Start your output with ## [Skill: grill-edge-cases] Findings.
Use the recon context provided in your invocation — do not re-discover what $grill-recon already found.
For every major component, answer: "What's the worst thing that could happen?"
Analysis Areas
1. Race Conditions & Concurrency Hazards
- TOCTOU (time-of-check-to-time-of-use) vulnerabilities
- Shared mutable state without synchronization
- Database read-modify-write without transactions or optimistic locking
- File system operations that assume atomicity
- Event ordering assumptions in async/event-driven code
- Double-submit / duplicate request handling
2. Boundary Value Analysis
- Nil/null/undefined where not expected
- Empty collections passed to functions that assume non-empty
- Empty strings vs null vs missing keys
- Integer overflow, underflow, MAX_INT, negative values
- Unicode edge cases (zero-width chars, RTL, emoji, surrogate pairs)
- Maximum length strings, deeply nested objects, circular references
3. Partial Failure States
- Half-written data (crash mid-write, interrupted transactions)
- Network timeouts mid-operation (request sent, response never arrives)
- Partial success in batch operations (3 of 5 items saved — what happens to the other 2?)
- External service returns unexpected status or malformed response
- Disk full, memory exhaustion, file descriptor limits
- Cleanup code that itself can fail
4. Error Propagation Chains
- Trace what happens when each dependency fails (DB down, cache miss, external API 500)
- Do errors propagate with enough context or get swallowed/replaced?
- Cascading failures: does one component's failure trigger a chain reaction?
- Timeout propagation: do downstream timeouts exceed upstream timeouts?

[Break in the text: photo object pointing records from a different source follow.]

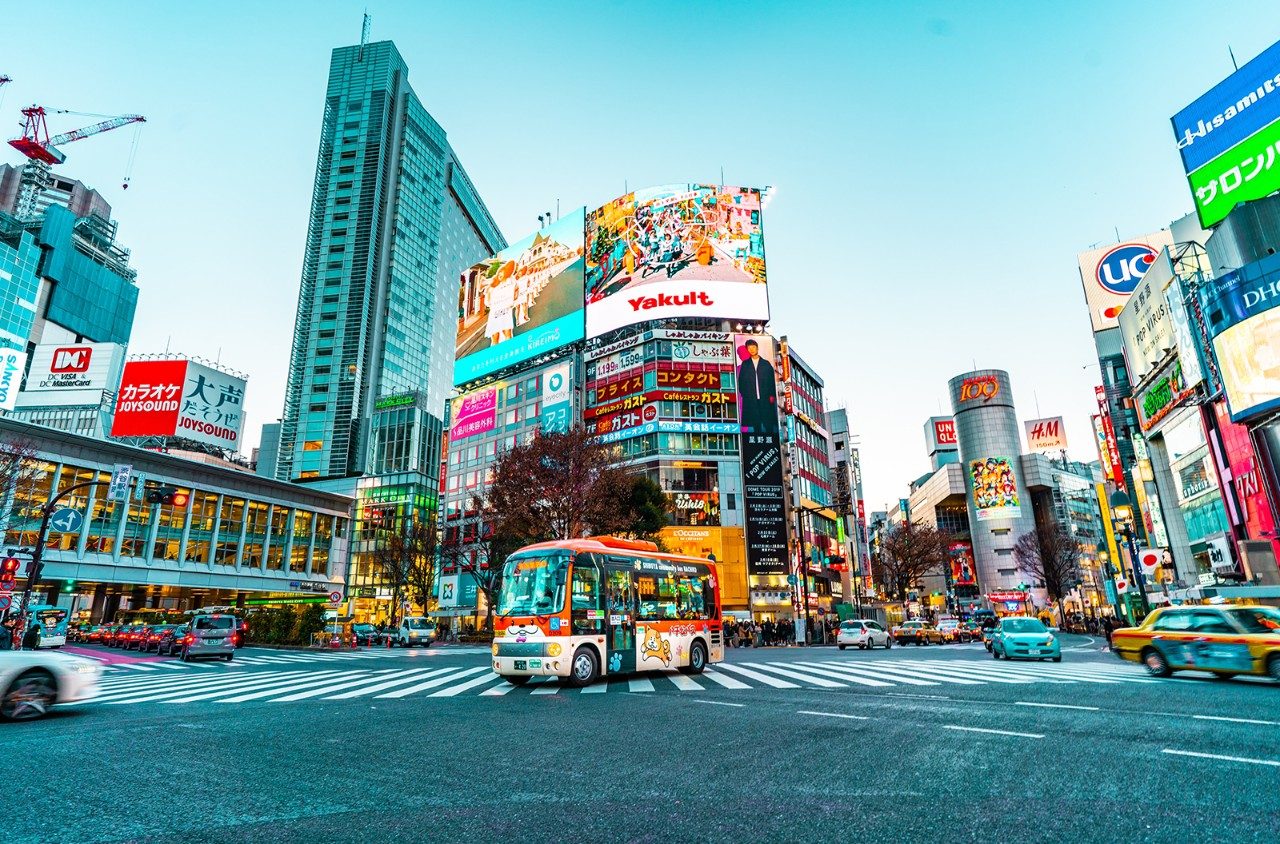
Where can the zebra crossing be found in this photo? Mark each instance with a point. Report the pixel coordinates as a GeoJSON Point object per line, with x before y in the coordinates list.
{"type": "Point", "coordinates": [350, 681]}
{"type": "Point", "coordinates": [260, 656]}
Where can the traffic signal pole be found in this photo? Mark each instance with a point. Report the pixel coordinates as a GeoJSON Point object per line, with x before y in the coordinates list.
{"type": "Point", "coordinates": [37, 553]}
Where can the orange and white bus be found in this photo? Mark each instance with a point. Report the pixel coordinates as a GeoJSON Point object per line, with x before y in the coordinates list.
{"type": "Point", "coordinates": [585, 608]}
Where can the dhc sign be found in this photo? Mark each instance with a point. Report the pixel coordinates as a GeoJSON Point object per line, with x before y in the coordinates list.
{"type": "Point", "coordinates": [1120, 269]}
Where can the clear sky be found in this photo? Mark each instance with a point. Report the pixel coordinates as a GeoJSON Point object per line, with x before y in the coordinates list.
{"type": "Point", "coordinates": [937, 165]}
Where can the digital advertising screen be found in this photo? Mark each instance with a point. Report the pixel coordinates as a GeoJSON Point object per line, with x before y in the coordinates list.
{"type": "Point", "coordinates": [680, 250]}
{"type": "Point", "coordinates": [522, 302]}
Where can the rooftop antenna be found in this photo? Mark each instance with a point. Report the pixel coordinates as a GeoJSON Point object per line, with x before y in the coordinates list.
{"type": "Point", "coordinates": [364, 36]}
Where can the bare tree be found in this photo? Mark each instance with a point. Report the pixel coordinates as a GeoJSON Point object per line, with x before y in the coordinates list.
{"type": "Point", "coordinates": [909, 552]}
{"type": "Point", "coordinates": [1051, 557]}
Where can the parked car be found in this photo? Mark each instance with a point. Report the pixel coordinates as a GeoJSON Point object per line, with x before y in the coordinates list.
{"type": "Point", "coordinates": [209, 635]}
{"type": "Point", "coordinates": [862, 633]}
{"type": "Point", "coordinates": [31, 681]}
{"type": "Point", "coordinates": [1225, 641]}
{"type": "Point", "coordinates": [172, 641]}
{"type": "Point", "coordinates": [1024, 638]}
{"type": "Point", "coordinates": [415, 630]}
{"type": "Point", "coordinates": [918, 632]}
{"type": "Point", "coordinates": [366, 634]}
{"type": "Point", "coordinates": [952, 632]}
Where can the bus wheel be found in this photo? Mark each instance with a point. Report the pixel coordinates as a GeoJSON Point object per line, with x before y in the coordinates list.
{"type": "Point", "coordinates": [696, 660]}
{"type": "Point", "coordinates": [584, 670]}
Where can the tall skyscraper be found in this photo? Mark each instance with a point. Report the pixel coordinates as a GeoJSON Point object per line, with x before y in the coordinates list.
{"type": "Point", "coordinates": [394, 220]}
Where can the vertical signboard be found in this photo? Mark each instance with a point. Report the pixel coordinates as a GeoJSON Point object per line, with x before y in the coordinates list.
{"type": "Point", "coordinates": [995, 488]}
{"type": "Point", "coordinates": [557, 397]}
{"type": "Point", "coordinates": [764, 507]}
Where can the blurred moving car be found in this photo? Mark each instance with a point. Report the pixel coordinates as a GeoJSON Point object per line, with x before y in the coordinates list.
{"type": "Point", "coordinates": [31, 681]}
{"type": "Point", "coordinates": [918, 632]}
{"type": "Point", "coordinates": [415, 630]}
{"type": "Point", "coordinates": [862, 633]}
{"type": "Point", "coordinates": [172, 641]}
{"type": "Point", "coordinates": [209, 635]}
{"type": "Point", "coordinates": [1024, 638]}
{"type": "Point", "coordinates": [1223, 639]}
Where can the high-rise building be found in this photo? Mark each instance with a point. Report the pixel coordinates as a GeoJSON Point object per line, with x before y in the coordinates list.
{"type": "Point", "coordinates": [394, 220]}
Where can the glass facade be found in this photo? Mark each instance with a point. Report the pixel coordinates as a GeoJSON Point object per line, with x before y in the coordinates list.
{"type": "Point", "coordinates": [393, 223]}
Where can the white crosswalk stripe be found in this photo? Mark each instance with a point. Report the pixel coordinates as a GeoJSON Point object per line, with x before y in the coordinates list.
{"type": "Point", "coordinates": [344, 680]}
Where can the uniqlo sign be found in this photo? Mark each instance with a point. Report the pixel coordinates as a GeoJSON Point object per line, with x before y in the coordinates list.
{"type": "Point", "coordinates": [71, 359]}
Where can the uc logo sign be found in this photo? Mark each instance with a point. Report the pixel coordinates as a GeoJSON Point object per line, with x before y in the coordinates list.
{"type": "Point", "coordinates": [1120, 269]}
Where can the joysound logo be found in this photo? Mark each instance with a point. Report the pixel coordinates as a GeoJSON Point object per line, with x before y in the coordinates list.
{"type": "Point", "coordinates": [1121, 268]}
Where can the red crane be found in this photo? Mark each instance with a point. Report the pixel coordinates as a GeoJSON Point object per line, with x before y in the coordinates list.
{"type": "Point", "coordinates": [36, 144]}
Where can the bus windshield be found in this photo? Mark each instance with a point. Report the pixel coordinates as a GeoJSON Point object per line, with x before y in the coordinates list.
{"type": "Point", "coordinates": [533, 584]}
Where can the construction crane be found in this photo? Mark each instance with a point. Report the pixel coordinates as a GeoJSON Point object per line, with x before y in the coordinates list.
{"type": "Point", "coordinates": [36, 144]}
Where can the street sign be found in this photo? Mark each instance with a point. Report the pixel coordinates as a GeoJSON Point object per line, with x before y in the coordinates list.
{"type": "Point", "coordinates": [67, 520]}
{"type": "Point", "coordinates": [119, 486]}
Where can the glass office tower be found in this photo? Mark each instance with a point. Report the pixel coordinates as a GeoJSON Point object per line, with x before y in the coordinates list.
{"type": "Point", "coordinates": [394, 220]}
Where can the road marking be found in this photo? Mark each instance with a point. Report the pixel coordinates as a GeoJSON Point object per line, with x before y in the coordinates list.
{"type": "Point", "coordinates": [1057, 706]}
{"type": "Point", "coordinates": [1224, 758]}
{"type": "Point", "coordinates": [357, 693]}
{"type": "Point", "coordinates": [1219, 717]}
{"type": "Point", "coordinates": [835, 715]}
{"type": "Point", "coordinates": [728, 683]}
{"type": "Point", "coordinates": [432, 684]}
{"type": "Point", "coordinates": [757, 675]}
{"type": "Point", "coordinates": [978, 729]}
{"type": "Point", "coordinates": [682, 683]}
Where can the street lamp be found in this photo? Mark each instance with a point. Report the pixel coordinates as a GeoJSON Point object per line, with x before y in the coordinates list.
{"type": "Point", "coordinates": [1123, 511]}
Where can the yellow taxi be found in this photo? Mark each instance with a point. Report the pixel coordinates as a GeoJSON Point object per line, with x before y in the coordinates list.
{"type": "Point", "coordinates": [1223, 639]}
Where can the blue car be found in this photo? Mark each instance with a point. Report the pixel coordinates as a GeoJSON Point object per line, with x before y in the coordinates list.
{"type": "Point", "coordinates": [1024, 638]}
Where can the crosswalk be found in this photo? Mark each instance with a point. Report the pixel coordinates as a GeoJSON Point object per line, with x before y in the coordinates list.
{"type": "Point", "coordinates": [350, 681]}
{"type": "Point", "coordinates": [259, 656]}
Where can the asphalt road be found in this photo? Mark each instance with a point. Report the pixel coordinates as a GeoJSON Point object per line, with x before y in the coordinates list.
{"type": "Point", "coordinates": [778, 744]}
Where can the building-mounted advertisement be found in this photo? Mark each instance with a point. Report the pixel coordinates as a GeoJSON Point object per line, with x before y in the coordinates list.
{"type": "Point", "coordinates": [522, 302]}
{"type": "Point", "coordinates": [1244, 325]}
{"type": "Point", "coordinates": [71, 374]}
{"type": "Point", "coordinates": [763, 502]}
{"type": "Point", "coordinates": [995, 488]}
{"type": "Point", "coordinates": [179, 398]}
{"type": "Point", "coordinates": [1110, 274]}
{"type": "Point", "coordinates": [1229, 137]}
{"type": "Point", "coordinates": [681, 250]}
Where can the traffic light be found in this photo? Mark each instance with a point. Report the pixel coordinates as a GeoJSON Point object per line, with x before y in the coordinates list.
{"type": "Point", "coordinates": [167, 496]}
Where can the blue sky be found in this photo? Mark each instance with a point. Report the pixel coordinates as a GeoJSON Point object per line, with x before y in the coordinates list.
{"type": "Point", "coordinates": [937, 165]}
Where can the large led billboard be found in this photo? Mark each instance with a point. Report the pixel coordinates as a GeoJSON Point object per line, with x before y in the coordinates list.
{"type": "Point", "coordinates": [680, 250]}
{"type": "Point", "coordinates": [179, 398]}
{"type": "Point", "coordinates": [522, 302]}
{"type": "Point", "coordinates": [1229, 138]}
{"type": "Point", "coordinates": [1110, 274]}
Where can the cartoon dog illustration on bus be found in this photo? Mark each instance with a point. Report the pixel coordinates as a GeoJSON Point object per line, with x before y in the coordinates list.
{"type": "Point", "coordinates": [656, 647]}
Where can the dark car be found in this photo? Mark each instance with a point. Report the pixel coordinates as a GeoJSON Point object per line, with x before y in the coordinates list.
{"type": "Point", "coordinates": [366, 634]}
{"type": "Point", "coordinates": [172, 639]}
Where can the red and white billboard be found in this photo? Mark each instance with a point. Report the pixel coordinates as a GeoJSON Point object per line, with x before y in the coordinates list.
{"type": "Point", "coordinates": [179, 398]}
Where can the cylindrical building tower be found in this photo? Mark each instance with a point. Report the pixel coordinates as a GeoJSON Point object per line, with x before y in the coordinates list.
{"type": "Point", "coordinates": [1000, 507]}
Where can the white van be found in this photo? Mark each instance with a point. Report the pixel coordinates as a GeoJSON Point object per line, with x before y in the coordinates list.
{"type": "Point", "coordinates": [415, 630]}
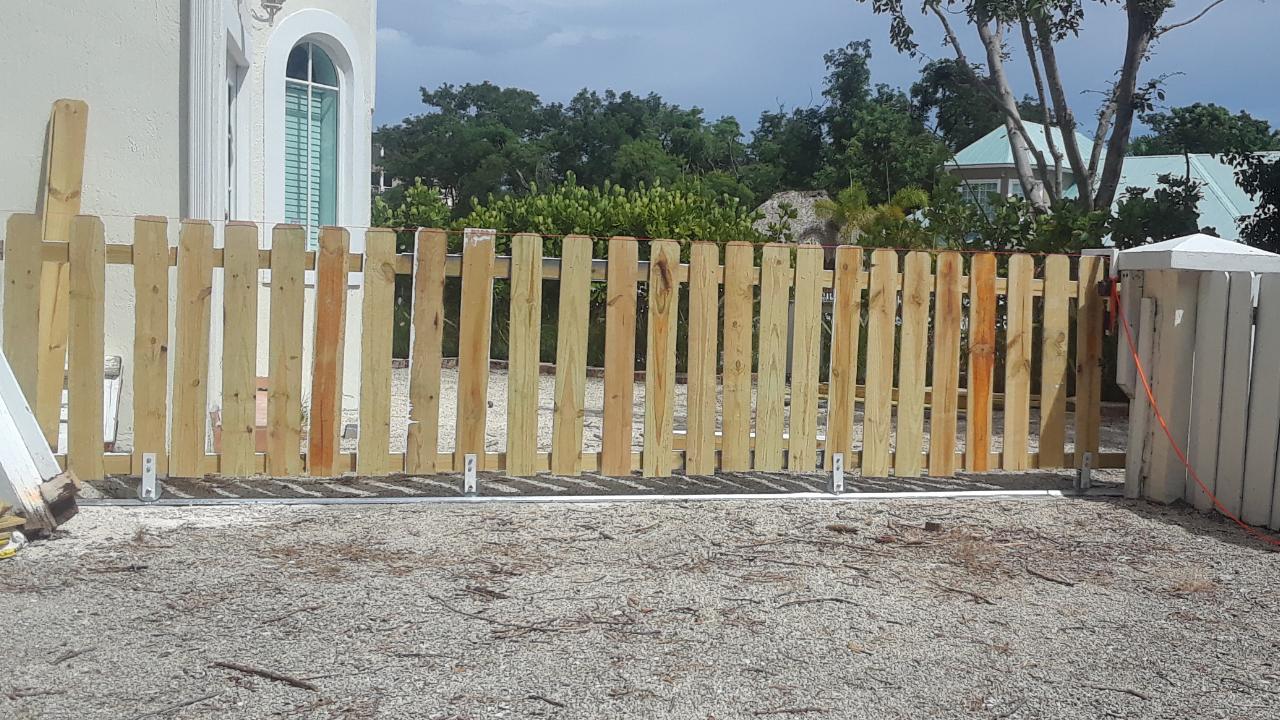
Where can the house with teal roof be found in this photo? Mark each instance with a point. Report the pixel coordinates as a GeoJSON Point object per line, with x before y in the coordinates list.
{"type": "Point", "coordinates": [987, 168]}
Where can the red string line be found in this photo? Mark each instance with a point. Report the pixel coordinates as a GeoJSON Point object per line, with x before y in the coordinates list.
{"type": "Point", "coordinates": [1164, 425]}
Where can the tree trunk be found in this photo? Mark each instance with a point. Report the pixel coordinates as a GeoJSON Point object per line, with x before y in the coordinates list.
{"type": "Point", "coordinates": [1142, 26]}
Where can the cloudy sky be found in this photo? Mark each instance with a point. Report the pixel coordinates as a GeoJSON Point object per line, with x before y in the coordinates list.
{"type": "Point", "coordinates": [741, 57]}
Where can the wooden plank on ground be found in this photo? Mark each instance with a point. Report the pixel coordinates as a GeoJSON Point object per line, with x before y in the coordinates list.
{"type": "Point", "coordinates": [425, 349]}
{"type": "Point", "coordinates": [22, 267]}
{"type": "Point", "coordinates": [982, 361]}
{"type": "Point", "coordinates": [913, 365]}
{"type": "Point", "coordinates": [1260, 455]}
{"type": "Point", "coordinates": [846, 326]}
{"type": "Point", "coordinates": [739, 324]}
{"type": "Point", "coordinates": [703, 335]}
{"type": "Point", "coordinates": [1211, 319]}
{"type": "Point", "coordinates": [881, 331]}
{"type": "Point", "coordinates": [522, 346]}
{"type": "Point", "coordinates": [87, 335]}
{"type": "Point", "coordinates": [1088, 359]}
{"type": "Point", "coordinates": [945, 401]}
{"type": "Point", "coordinates": [474, 336]}
{"type": "Point", "coordinates": [59, 204]}
{"type": "Point", "coordinates": [771, 386]}
{"type": "Point", "coordinates": [378, 320]}
{"type": "Point", "coordinates": [620, 352]}
{"type": "Point", "coordinates": [191, 349]}
{"type": "Point", "coordinates": [659, 406]}
{"type": "Point", "coordinates": [575, 301]}
{"type": "Point", "coordinates": [805, 349]}
{"type": "Point", "coordinates": [284, 365]}
{"type": "Point", "coordinates": [330, 326]}
{"type": "Point", "coordinates": [1018, 361]}
{"type": "Point", "coordinates": [240, 350]}
{"type": "Point", "coordinates": [1054, 361]}
{"type": "Point", "coordinates": [151, 342]}
{"type": "Point", "coordinates": [1235, 393]}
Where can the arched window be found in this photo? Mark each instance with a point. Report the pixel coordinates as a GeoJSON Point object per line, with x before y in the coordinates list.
{"type": "Point", "coordinates": [311, 139]}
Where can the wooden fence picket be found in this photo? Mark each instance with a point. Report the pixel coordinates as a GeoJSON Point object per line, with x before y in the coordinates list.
{"type": "Point", "coordinates": [1018, 361]}
{"type": "Point", "coordinates": [86, 313]}
{"type": "Point", "coordinates": [150, 342]}
{"type": "Point", "coordinates": [945, 401]}
{"type": "Point", "coordinates": [240, 350]}
{"type": "Point", "coordinates": [191, 350]}
{"type": "Point", "coordinates": [881, 337]}
{"type": "Point", "coordinates": [284, 365]}
{"type": "Point", "coordinates": [846, 326]}
{"type": "Point", "coordinates": [522, 346]}
{"type": "Point", "coordinates": [330, 320]}
{"type": "Point", "coordinates": [474, 336]}
{"type": "Point", "coordinates": [805, 349]}
{"type": "Point", "coordinates": [703, 331]}
{"type": "Point", "coordinates": [657, 458]}
{"type": "Point", "coordinates": [1054, 363]}
{"type": "Point", "coordinates": [913, 364]}
{"type": "Point", "coordinates": [620, 352]}
{"type": "Point", "coordinates": [378, 313]}
{"type": "Point", "coordinates": [982, 361]}
{"type": "Point", "coordinates": [575, 302]}
{"type": "Point", "coordinates": [771, 387]}
{"type": "Point", "coordinates": [1088, 359]}
{"type": "Point", "coordinates": [421, 446]}
{"type": "Point", "coordinates": [739, 324]}
{"type": "Point", "coordinates": [22, 268]}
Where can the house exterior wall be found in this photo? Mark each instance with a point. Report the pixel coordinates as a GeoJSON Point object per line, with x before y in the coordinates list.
{"type": "Point", "coordinates": [155, 81]}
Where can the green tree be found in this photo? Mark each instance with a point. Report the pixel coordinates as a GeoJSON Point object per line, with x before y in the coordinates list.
{"type": "Point", "coordinates": [1205, 128]}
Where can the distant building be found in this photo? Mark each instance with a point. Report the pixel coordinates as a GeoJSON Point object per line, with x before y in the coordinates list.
{"type": "Point", "coordinates": [987, 167]}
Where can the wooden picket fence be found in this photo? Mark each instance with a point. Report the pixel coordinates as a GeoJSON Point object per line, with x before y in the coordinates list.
{"type": "Point", "coordinates": [926, 317]}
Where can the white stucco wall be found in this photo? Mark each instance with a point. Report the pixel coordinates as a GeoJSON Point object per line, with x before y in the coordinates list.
{"type": "Point", "coordinates": [127, 60]}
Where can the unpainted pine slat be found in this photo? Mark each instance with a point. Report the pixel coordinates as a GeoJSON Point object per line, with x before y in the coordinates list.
{"type": "Point", "coordinates": [425, 347]}
{"type": "Point", "coordinates": [658, 459]}
{"type": "Point", "coordinates": [945, 401]}
{"type": "Point", "coordinates": [1260, 455]}
{"type": "Point", "coordinates": [881, 331]}
{"type": "Point", "coordinates": [22, 268]}
{"type": "Point", "coordinates": [913, 365]}
{"type": "Point", "coordinates": [240, 349]}
{"type": "Point", "coordinates": [846, 326]}
{"type": "Point", "coordinates": [376, 323]}
{"type": "Point", "coordinates": [191, 349]}
{"type": "Point", "coordinates": [575, 300]}
{"type": "Point", "coordinates": [771, 386]}
{"type": "Point", "coordinates": [739, 323]}
{"type": "Point", "coordinates": [1235, 393]}
{"type": "Point", "coordinates": [330, 320]}
{"type": "Point", "coordinates": [284, 345]}
{"type": "Point", "coordinates": [1088, 359]}
{"type": "Point", "coordinates": [59, 203]}
{"type": "Point", "coordinates": [703, 336]}
{"type": "Point", "coordinates": [474, 336]}
{"type": "Point", "coordinates": [522, 345]}
{"type": "Point", "coordinates": [87, 336]}
{"type": "Point", "coordinates": [982, 361]}
{"type": "Point", "coordinates": [620, 352]}
{"type": "Point", "coordinates": [1018, 361]}
{"type": "Point", "coordinates": [1207, 379]}
{"type": "Point", "coordinates": [1054, 361]}
{"type": "Point", "coordinates": [805, 349]}
{"type": "Point", "coordinates": [151, 341]}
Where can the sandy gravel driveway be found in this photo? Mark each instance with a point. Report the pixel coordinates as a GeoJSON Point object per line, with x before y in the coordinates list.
{"type": "Point", "coordinates": [785, 609]}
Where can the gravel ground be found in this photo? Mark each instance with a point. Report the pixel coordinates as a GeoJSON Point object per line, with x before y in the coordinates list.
{"type": "Point", "coordinates": [787, 609]}
{"type": "Point", "coordinates": [1112, 438]}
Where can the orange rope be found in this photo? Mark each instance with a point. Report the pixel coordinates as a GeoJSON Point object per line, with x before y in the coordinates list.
{"type": "Point", "coordinates": [1164, 425]}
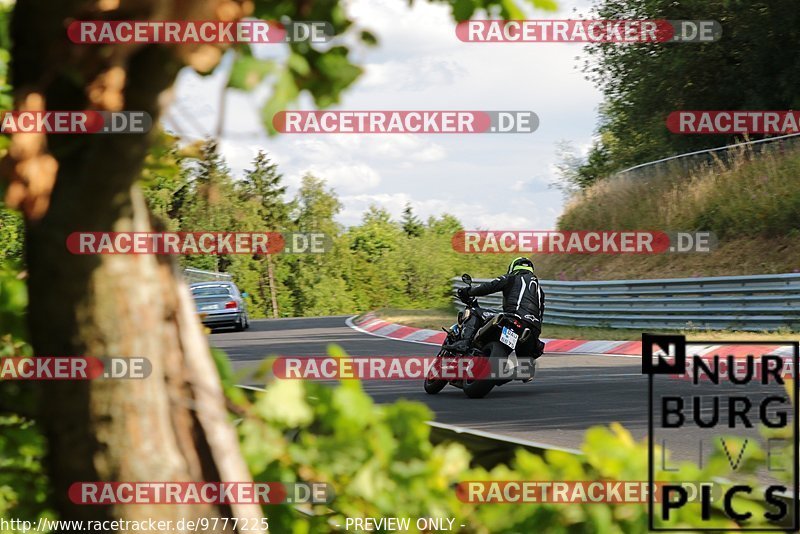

- Retry storms: do retries across multiple layers amplify failures?
5. Implicit Assumptions
- Ordering: code assumes events/data arrive in a specific order
- Uniqueness: code assumes IDs or keys are unique without enforcing it
- Idempotency: operations that aren't safe to retry but could be retried
- Timezone/locale: hardcoded timezone assumptions, locale-dependent formatting
- Environment: assumes Linux/macOS, specific file paths, env vars always present
- Determinism: code assumes deterministic behavior from non-deterministic sources (maps, sets, goroutines, threads)
Output Format
In addition to the standard finding format from $grill-core, structure your output to include:
Risk Matrix
At the end of your findings, produce a ranked risk matrix:
### Edge Case Risk Matrix
| # | Scenario | Likelihood | Impact | Risk | Component | File |
|---|----------|-----------|--------|------|-----------|------|
| 1 | [description] | High/Med/Low | High/Med/Low | CRITICAL/HIGH/MED/LOW | [component] | [file:line] |
Rank by Risk (Impact × Likelihood), highest first.
Worst Case Verdict
End with a single paragraph: "The single scariest thing in this codebase is..." — identify the one edge case that, if triggered, would cause the most damage.